Spark NZ has announced that it is planning to deploy a 5G network to go live by 2020, with the New Zealand telecommunications carrier outlining its trials and cell site densification program.
“We are undertaking detailed planning to ‘map’ expected 5G cell site densities in New Zealand and, as a result of this planning and the learnings we have taken from our 5G testing, we are forming a good understanding of how many new sites we will need for 5G, and where,” Spark managing director Simon Moutter said.
“We have already begun a build program to increase the number of cell sites in our existing mobile network — which will enable us to meet near-term capacity demand as well as lay the groundwork for network densification required for 5G.”

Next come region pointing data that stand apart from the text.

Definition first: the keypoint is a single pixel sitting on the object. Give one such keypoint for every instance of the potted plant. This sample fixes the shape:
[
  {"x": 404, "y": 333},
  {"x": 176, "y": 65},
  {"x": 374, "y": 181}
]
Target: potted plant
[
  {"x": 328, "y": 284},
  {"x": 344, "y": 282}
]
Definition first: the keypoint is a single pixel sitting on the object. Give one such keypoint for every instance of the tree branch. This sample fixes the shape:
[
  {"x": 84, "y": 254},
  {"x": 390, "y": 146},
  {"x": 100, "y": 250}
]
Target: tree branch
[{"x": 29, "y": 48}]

A briefing paper, published on Thursday morning by Spark, details its 5G plans and concerns, including arguments in favour of the New Zealand government making spectrum available for the rollout.
“Mid-frequency spectrum allocated for 5G, in what is known as the C-band, needs to be available to operators in sufficiently large blocks (of at least 80MHz, ideally 100MHz) to ensure they can build 5G networks exceeding current 4G performance,” the paper said.
“Speeds and performance that materially exceed 4G will require the use of much larger blocks (minimum of 400MHz, ideally two blocks totalling 800MHz) of high-frequency mmWave band spectrum.
“The C-band and mmWave band spectrum allocation processes should be completed as soon as possible, to ensure 5G services can be delivered in time for the 2020-21 America’s Cup in Auckland as an international showcase opportunity.”
Spark added that it undertook the first live trials of 5G in New Zealand back in March, attaining speeds of 9Gbps outdoors and 18Gbps indoors in Wellington, with the telco also planning to launch a 5G Innovation Lab in Auckland’s Wynyard Quarter Innovation Precinct in Q4 of this year.
The 5G lab will enable Spark and its technology partners to trial and develop 5G applications using a test network.
“We will build New Zealand’s best 5G network and we’ve already started laying the groundwork for that network so that once 5G spectrum is made available, we are in position to build our network and launch 5G services in short order,” Spark added.
Spark said its 5G network will initially launch in metro areas due to mid- and high-frequency spectrum — which do not have the signal reach for rural and regional areas — likely being made available first by the New Zealand government.
“C-band and mmWave band are not suitable for pervasive coverage across rural New Zealand (beyond small provincial towns), because neither band has the radio signal reach to cover large, sparsely populated areas. Low-frequency spectrum bands (below 1000MHz) are needed to provide widespread rural coverage — as occurs today with Spark’s 4G (700MHz band) and 3G (850MHz band) services,” Spark explained.
“For this reason, Spark has submitted to the government that 600MHz band spectrum be made available for 5G.”
Once the government makes lower-band spectrum available, Spark said it would additionally look to “a range of options, including network sharing, to address rapid network expansion as widely as possible”.
Spark said its 5G network, including spectrum purchases and cell site deployments, would be funded by its existing capital expenditure envelope by diverting spending from 4G to 5G.
“By 2020, we expect our wireless network-specific capex to be between 25 percent and 35 percent of Spark’s overall capex envelope,” the carrier said.
“This implies intended annual wireless network investment of approximately NZ$100 million to NZ$140 million, compared with an average of just over NZ$100 million for the past five years.
“Revenues from wireless connectivity are expected to increase only moderately over the first few years of 5G deployment, in line with recent trends. From about 2023 onwards, there is potential for further upside as customer demand grows for new capabilities, rather than just more capacity and speed.”
The New Zealand Commerce Commission on Thursday afternoon unveiled its 2018-19 priorities [PDF], saying it will be focused on “understanding” 5G as well as working to improve customer experience across retail telecommunications.
“The adoption of 5G technology and the emergence of network virtualisation will be significant features of telecommunications markets, and understanding the implications for competition and regulation of both mobile and fixed-line services will be important for our work in this area,” the commission said.
Spark NZ also recently launched its Internet of Things (IoT) offering for business and government, switching on its LoRaWAN IoT network in Auckland, Wellington, Christchurch, Hamilton, Tauranga, Rotorua, Palmerston North, Shannon, Blenheim, Nelson, and Dunedin in March.
It then extended this coverage to Queenstown, Whangarei, Pukekohe, Gisborne, Napier, Taupo, New Plymouth, Whanganui, Timaru, Hastings, and Invercargill in June.